Elle détourna les yeux, soudain lasse à mourir. Elle ne serait pas la plus forte.
– Je ne regrette rien, fit-elle je ne regretterai jamais rien de ce que j'ai fait.
– Mais vous vous faites peur à vous-même.
Angélique mordit sa lèvre inférieure.
– Vous ne pouvez rien comprendre, mon Père, à ce que j'éprouve.
– C'est possible. Mais je sens votre tourment et, surtout, je vois l'auréole ténébreuse qui vous environne...
– L'aura ? fit-elle rêveuse... Les saints musulmans en parlent... Mon aura est-elle si sombre, Père ?
– Vous tremblez à la seule idée de vous pencher sur vous-même. Que craignez-vous donc tant d'y voir ?
Elle le regarda fixement. Ces prunelles à la brillance de mercure, la pénétraient jusqu'à l'âme et elle ne pouvait détourner les siennes.

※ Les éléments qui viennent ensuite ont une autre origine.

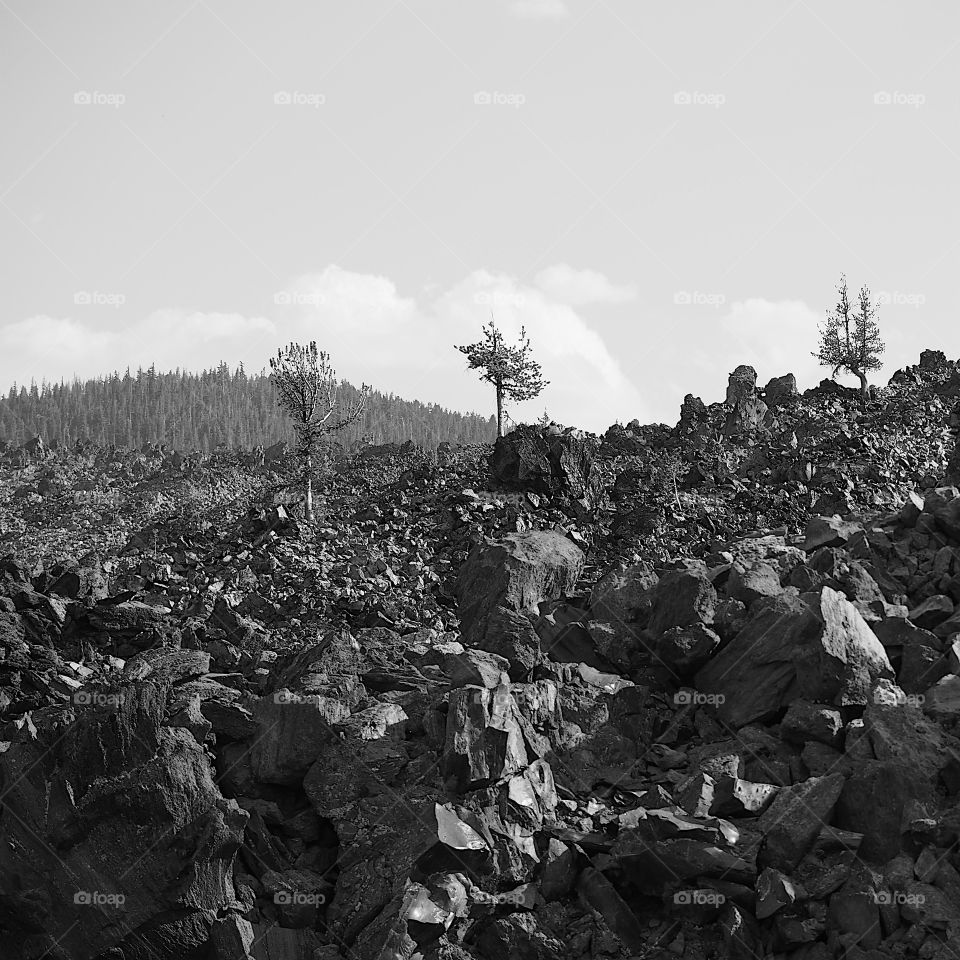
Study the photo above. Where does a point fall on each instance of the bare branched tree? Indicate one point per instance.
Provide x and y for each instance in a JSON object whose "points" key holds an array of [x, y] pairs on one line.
{"points": [[511, 369], [306, 386], [851, 341]]}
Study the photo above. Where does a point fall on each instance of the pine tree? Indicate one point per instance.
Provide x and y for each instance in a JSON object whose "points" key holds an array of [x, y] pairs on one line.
{"points": [[511, 369], [851, 341], [306, 387]]}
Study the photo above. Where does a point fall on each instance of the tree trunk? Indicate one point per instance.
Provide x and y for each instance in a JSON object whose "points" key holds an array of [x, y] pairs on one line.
{"points": [[308, 508], [863, 388]]}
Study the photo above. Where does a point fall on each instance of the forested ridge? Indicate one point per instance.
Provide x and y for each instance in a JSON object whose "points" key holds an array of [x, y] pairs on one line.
{"points": [[203, 410]]}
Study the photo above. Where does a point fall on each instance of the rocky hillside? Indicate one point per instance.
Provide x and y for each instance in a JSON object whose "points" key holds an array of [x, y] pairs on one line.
{"points": [[678, 692]]}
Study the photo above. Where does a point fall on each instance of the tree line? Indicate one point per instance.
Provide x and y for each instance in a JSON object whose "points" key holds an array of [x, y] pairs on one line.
{"points": [[210, 409]]}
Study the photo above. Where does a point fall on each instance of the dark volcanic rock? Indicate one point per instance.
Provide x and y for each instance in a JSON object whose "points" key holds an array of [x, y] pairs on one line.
{"points": [[545, 460]]}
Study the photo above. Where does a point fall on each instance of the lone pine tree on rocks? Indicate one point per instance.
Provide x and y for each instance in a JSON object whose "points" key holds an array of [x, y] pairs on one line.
{"points": [[511, 369], [306, 386], [851, 341]]}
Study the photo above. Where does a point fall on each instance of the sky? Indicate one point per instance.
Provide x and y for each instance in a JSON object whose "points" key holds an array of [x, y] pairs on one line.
{"points": [[657, 193]]}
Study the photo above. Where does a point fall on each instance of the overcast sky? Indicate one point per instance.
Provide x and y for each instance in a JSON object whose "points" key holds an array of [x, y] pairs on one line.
{"points": [[659, 192]]}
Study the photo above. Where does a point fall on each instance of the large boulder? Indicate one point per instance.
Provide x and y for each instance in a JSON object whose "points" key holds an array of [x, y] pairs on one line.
{"points": [[741, 384], [545, 460], [817, 647], [114, 833], [780, 389], [518, 573]]}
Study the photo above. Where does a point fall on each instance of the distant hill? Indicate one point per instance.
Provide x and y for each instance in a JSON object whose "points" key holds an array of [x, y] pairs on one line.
{"points": [[199, 411]]}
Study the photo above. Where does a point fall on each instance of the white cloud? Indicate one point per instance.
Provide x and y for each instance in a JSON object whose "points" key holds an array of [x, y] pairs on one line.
{"points": [[539, 9], [373, 333], [578, 287]]}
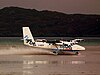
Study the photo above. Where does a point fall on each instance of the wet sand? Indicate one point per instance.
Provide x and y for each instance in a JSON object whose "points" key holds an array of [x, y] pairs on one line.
{"points": [[23, 60]]}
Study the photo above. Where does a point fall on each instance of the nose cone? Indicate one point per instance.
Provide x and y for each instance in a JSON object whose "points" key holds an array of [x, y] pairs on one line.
{"points": [[78, 47]]}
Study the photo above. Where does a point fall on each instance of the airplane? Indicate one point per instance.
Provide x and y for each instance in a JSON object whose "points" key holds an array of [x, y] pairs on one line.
{"points": [[56, 46]]}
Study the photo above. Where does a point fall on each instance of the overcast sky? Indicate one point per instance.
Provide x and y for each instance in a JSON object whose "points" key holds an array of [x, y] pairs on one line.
{"points": [[66, 6]]}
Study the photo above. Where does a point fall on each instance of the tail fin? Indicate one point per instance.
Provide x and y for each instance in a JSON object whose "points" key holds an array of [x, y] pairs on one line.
{"points": [[27, 37]]}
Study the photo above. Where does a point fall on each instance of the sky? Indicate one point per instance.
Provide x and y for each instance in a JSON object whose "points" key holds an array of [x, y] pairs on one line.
{"points": [[65, 6]]}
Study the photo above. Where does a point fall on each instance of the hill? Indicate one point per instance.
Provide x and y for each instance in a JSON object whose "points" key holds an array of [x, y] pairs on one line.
{"points": [[47, 23]]}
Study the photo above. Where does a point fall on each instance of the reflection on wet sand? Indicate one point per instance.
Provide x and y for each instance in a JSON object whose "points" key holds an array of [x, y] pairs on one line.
{"points": [[87, 63], [30, 62]]}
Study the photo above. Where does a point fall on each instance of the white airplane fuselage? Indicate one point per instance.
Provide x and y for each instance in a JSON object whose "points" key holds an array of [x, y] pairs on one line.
{"points": [[57, 47]]}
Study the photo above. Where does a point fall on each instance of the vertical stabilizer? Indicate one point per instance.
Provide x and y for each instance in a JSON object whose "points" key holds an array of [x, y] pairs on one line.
{"points": [[27, 37]]}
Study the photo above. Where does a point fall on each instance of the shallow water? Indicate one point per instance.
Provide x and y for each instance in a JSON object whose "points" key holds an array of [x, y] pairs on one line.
{"points": [[86, 63]]}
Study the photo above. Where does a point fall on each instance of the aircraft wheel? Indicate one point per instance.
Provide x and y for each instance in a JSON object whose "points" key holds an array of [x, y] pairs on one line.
{"points": [[77, 53], [55, 53]]}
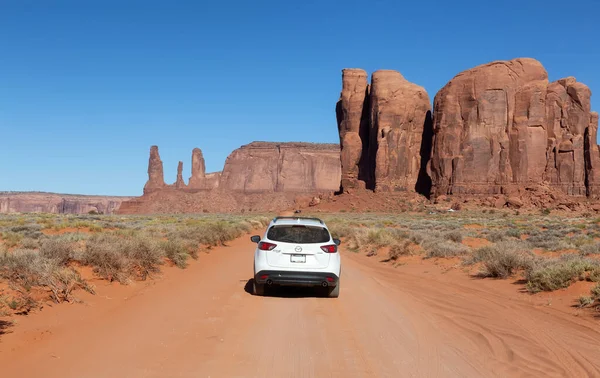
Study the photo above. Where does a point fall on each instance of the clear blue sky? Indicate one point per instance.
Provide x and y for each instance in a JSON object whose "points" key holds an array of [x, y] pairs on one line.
{"points": [[86, 87]]}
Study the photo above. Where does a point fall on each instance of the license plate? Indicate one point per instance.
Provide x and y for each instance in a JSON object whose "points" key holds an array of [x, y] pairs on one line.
{"points": [[298, 258]]}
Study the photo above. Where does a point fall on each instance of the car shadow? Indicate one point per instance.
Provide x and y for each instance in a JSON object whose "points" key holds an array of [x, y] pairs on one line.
{"points": [[286, 292]]}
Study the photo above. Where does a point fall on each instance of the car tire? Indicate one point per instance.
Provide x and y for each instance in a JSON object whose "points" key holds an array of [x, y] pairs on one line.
{"points": [[335, 291], [258, 289]]}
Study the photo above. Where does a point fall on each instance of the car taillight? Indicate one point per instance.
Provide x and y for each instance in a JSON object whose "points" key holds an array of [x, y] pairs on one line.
{"points": [[265, 246], [332, 248]]}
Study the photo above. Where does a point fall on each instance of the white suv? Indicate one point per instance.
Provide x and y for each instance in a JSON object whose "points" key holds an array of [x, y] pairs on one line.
{"points": [[297, 251]]}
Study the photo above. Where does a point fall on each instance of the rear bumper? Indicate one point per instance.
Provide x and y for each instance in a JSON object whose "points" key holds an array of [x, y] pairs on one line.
{"points": [[285, 278]]}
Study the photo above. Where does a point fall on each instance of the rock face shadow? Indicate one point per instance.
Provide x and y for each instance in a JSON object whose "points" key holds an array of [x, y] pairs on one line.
{"points": [[424, 183]]}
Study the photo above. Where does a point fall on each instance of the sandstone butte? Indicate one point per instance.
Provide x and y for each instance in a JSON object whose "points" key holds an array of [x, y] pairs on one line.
{"points": [[256, 168], [496, 128], [502, 126], [37, 202], [499, 129]]}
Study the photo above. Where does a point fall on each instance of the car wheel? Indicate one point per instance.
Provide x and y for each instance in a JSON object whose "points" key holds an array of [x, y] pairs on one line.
{"points": [[334, 292], [259, 289]]}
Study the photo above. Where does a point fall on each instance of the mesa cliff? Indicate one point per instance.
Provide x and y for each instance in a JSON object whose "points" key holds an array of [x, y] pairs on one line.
{"points": [[256, 176], [502, 126], [36, 202], [496, 129], [498, 135]]}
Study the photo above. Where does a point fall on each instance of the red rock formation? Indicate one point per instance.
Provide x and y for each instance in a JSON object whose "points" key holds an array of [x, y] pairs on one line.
{"points": [[353, 126], [473, 116], [156, 180], [592, 157], [381, 127], [399, 111], [501, 126], [35, 202], [568, 116], [180, 184], [198, 170], [282, 167]]}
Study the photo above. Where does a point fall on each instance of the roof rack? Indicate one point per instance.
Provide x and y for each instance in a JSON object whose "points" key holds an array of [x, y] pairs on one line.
{"points": [[306, 218]]}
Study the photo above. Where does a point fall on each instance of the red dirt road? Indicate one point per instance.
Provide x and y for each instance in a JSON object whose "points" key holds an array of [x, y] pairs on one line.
{"points": [[388, 322]]}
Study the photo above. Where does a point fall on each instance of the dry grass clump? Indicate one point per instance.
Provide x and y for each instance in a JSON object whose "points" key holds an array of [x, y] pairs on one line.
{"points": [[590, 249], [455, 236], [399, 249], [58, 249], [558, 273], [444, 248], [117, 259], [501, 260], [27, 269], [590, 300]]}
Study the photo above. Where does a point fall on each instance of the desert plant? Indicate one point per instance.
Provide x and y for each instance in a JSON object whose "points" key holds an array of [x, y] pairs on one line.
{"points": [[104, 252], [443, 248], [176, 251], [455, 236], [596, 291], [590, 249], [585, 300], [553, 274], [399, 249], [501, 260], [29, 243], [62, 282], [58, 249]]}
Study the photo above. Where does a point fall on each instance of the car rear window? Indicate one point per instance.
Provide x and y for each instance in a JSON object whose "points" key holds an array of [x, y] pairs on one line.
{"points": [[298, 234]]}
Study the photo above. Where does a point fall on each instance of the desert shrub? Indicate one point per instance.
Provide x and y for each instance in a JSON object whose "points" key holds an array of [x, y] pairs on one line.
{"points": [[104, 252], [590, 249], [62, 282], [495, 236], [455, 236], [11, 239], [513, 233], [586, 300], [176, 251], [422, 237], [443, 248], [596, 291], [399, 249], [58, 249], [370, 250], [549, 242], [341, 230], [29, 230], [23, 267], [379, 238], [144, 256], [553, 274], [501, 260], [578, 240], [26, 269], [117, 258], [29, 243]]}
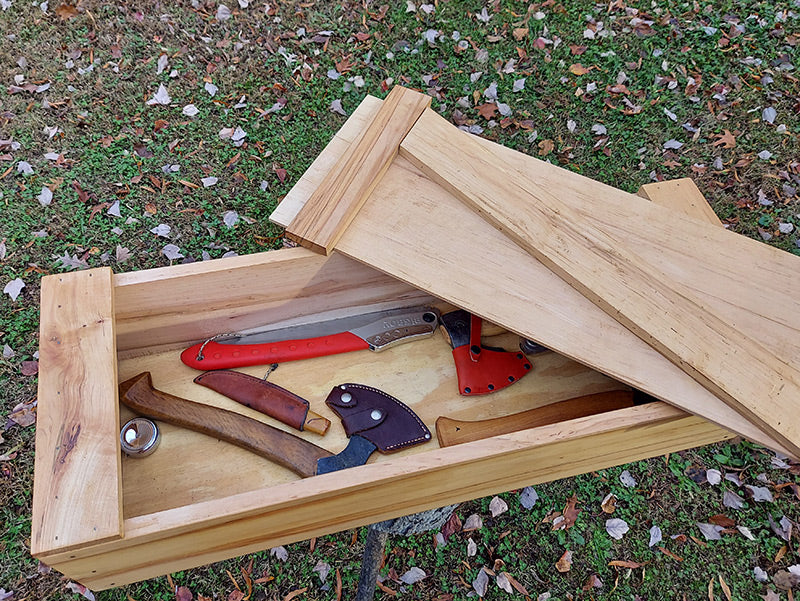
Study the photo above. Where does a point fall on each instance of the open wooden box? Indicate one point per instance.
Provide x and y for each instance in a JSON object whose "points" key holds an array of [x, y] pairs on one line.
{"points": [[105, 522]]}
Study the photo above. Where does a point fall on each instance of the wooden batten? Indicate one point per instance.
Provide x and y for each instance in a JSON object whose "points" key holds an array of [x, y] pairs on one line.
{"points": [[745, 374], [331, 207], [523, 295], [77, 492]]}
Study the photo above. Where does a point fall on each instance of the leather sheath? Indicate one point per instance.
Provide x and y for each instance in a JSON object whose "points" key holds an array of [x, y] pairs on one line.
{"points": [[380, 418], [258, 394]]}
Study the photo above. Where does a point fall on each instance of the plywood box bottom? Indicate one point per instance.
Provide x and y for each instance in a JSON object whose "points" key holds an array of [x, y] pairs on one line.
{"points": [[106, 521]]}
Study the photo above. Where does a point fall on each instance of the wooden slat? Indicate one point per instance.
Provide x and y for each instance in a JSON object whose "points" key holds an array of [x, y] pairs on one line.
{"points": [[77, 491], [329, 210], [520, 294], [206, 532], [743, 373], [173, 306], [681, 195]]}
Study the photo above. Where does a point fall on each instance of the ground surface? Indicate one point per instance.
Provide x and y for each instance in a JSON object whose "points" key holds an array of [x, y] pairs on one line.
{"points": [[144, 134]]}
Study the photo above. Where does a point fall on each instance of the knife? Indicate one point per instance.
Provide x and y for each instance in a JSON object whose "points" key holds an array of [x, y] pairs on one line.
{"points": [[375, 331], [266, 397], [372, 419]]}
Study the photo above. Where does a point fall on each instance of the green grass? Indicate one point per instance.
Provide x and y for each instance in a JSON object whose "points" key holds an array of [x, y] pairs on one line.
{"points": [[103, 118]]}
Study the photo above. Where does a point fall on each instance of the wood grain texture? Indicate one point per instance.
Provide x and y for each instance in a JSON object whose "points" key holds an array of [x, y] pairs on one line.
{"points": [[292, 452], [733, 366], [513, 291], [77, 490], [206, 532], [173, 307], [681, 195], [451, 431], [331, 207]]}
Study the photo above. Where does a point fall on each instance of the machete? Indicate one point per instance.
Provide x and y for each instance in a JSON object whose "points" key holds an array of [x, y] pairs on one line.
{"points": [[372, 419], [374, 331]]}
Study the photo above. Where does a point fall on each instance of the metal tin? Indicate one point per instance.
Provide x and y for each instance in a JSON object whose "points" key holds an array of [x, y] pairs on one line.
{"points": [[139, 437]]}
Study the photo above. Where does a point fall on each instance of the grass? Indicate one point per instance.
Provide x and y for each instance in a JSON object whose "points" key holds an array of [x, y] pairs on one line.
{"points": [[608, 90]]}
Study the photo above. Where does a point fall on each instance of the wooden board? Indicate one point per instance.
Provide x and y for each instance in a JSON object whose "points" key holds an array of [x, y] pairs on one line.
{"points": [[332, 206], [680, 195], [77, 493], [513, 291], [660, 310], [210, 531]]}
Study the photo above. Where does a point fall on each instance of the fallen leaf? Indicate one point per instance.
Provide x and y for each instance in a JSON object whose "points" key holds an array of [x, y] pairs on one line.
{"points": [[24, 414], [29, 368], [183, 594], [481, 583], [14, 288], [725, 588], [564, 564], [160, 97], [655, 536], [624, 563], [473, 522], [726, 139], [487, 110], [578, 69], [528, 497], [66, 11], [497, 506], [710, 531], [413, 575], [504, 583], [616, 528]]}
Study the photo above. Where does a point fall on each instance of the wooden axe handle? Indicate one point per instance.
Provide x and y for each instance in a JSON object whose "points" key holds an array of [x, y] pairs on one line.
{"points": [[283, 448], [452, 431]]}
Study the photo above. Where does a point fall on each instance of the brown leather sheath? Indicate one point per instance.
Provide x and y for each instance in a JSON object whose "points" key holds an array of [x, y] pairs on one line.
{"points": [[266, 397]]}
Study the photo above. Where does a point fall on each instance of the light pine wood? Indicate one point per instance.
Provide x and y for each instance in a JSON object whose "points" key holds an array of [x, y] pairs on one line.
{"points": [[451, 431], [331, 207], [680, 195], [211, 531], [173, 307], [734, 367], [305, 186], [77, 491], [513, 291]]}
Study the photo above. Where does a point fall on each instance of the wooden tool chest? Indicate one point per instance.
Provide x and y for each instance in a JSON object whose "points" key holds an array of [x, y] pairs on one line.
{"points": [[107, 520]]}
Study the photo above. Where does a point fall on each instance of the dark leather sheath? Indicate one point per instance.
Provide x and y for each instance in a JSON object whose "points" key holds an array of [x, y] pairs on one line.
{"points": [[257, 394], [380, 418]]}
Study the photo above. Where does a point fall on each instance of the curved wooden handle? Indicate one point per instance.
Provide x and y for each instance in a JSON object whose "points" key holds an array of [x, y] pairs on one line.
{"points": [[453, 431], [276, 445]]}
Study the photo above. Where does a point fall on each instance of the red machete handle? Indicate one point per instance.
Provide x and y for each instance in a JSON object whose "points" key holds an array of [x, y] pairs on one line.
{"points": [[215, 355]]}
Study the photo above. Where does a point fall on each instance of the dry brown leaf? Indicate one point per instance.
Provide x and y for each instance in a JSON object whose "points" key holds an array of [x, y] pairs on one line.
{"points": [[294, 594], [66, 11], [487, 110], [546, 147], [669, 553], [609, 504], [520, 33], [564, 564], [624, 563], [578, 69], [726, 139]]}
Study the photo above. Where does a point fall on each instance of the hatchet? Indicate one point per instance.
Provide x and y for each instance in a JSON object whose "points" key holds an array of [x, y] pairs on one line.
{"points": [[372, 419]]}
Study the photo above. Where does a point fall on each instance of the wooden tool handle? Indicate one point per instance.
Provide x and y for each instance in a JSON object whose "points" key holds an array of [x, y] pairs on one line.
{"points": [[276, 445], [453, 431]]}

– Délivrez-vous, insista-t-il, sinon vous ne pourrez jamais revivre.
– Revivre ! Revivre ! Mais pourquoi revivre ? Je ne tiens pas à revivre.
Elle criait, pathétique, les deux mains sur sa gorge, comme si elle étouffait.
– Que voulez-vous que je fasse de la vie... je la vomis, je la hais... elle m'a tout pris... elle a fait de moi cette femme qui... oui, c'est vrai, qui me fait peur.
Brisée, elle se laissa tomber sur le tabouret.
– Vous ne pouvez pas comprendre, mais je mourrais volontiers.
– C'est absolument faux. Vous ne pouvez pas avoir le goût de la mort.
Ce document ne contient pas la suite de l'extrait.